A total of 2,458 fully annotated genomes, representing eubacterial and archaebacterial groups, were examined in this study. The Protein Table file (.ptt) and the corresponding gene prediction file (.Prodigal-2.50) by Prodigal (PROkaryotic DYnamic programming Gene-finding ALgorithm) [15] for each replicon were downloaded from NCBI FTP directory (ftp://ftp.ncbi.nlm.nih.gov/genomes/Bacteria/). For each replicon, genes commonly present in both the Protein Table files and the Prodigal files were targeted to minimize false positive gene selection. For each selected gene, the following information was collected and organized for the study: taxonomy, replicon (chromosome or plasmid), RBS type (SD motif or no RBS), RBS spacer, and COG functions.

Results and discussion

Prevalence of RBS types among prokaryotic genes

Since most prokaryotic genomes are organized in operons, the first gene of the operon will contain a leader sequence while the subsequent genes within that operon will be leaderless. Gene operons of the bacterial genomes have not been completely annotated so that we are able to differentiate the genes with and without the leader sequence. Thus, in this study, the following two classes of genes are considered: genes with a leader sequence containing an SD motif and genes with no RBS motifs.

Figure 1 displays the distribution of genes with an SD motif and those with no RBS among unipartite and multipartite genomes. On average, genes with an SD motif and no RBS represented ~77 % and ~23 %, respectively. A previous study on ~800 prokaryotic genomes reported that ~88 % genes have SD motifs [15]. However, the lower percentage of SD RBS (77 %) identified in this study could be attributed to a large sample (2,458 genomes) that represents diverse prokaryotic groups, analyses of more extreme genomes, or changes in Prodigal gene finder over time. It has been reported that the majority of the genes from archaebacterial species encode leaderless mRNAs, lacking RBS motifs [11]; however, our result showed that 34 (out of 2,307) eubacterial genomes and 29 (out of 151) archaeal genomes contain genes that lack an RBS. Therefore, genes with no RBS are present in both eubacteria and archaebacteria. The distribution of SD usage is shown in Fig. 2, where species are separated based on unipartite and multipartite genome organization. The data consists of 2,343 (~95 %) unipartite and 115 (~5 %) multipartite genomes. Organisms with unipartite genomes (with a single chromosome) have fewer genes with an SD RBS in comparison to organisms with multipartite genomes (with more than one chromosome) based on the wider interquartile range and higher percentage of outliers in unipartite genome (p < 0.001, Kruskal Wallis test).

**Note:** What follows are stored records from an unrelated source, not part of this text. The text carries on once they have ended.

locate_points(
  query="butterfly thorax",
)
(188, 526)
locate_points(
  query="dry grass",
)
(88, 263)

Fig 1 — Relative Abundance of Genes with SD or No RBS in Bacterial Genomes. Data is organized into replicon groups (Chromosome I, Chromosome II, Chromosome III, and Plasmid) and then separated based on genome complexity (unipartite genome and multipartite genome)

A significant difference in medians (p < 0.009) was seen among the multipartite replicon groups (Fig. 2); however, no significant difference in variance (p = 0.192, Levene’s test) was observed across the three groups.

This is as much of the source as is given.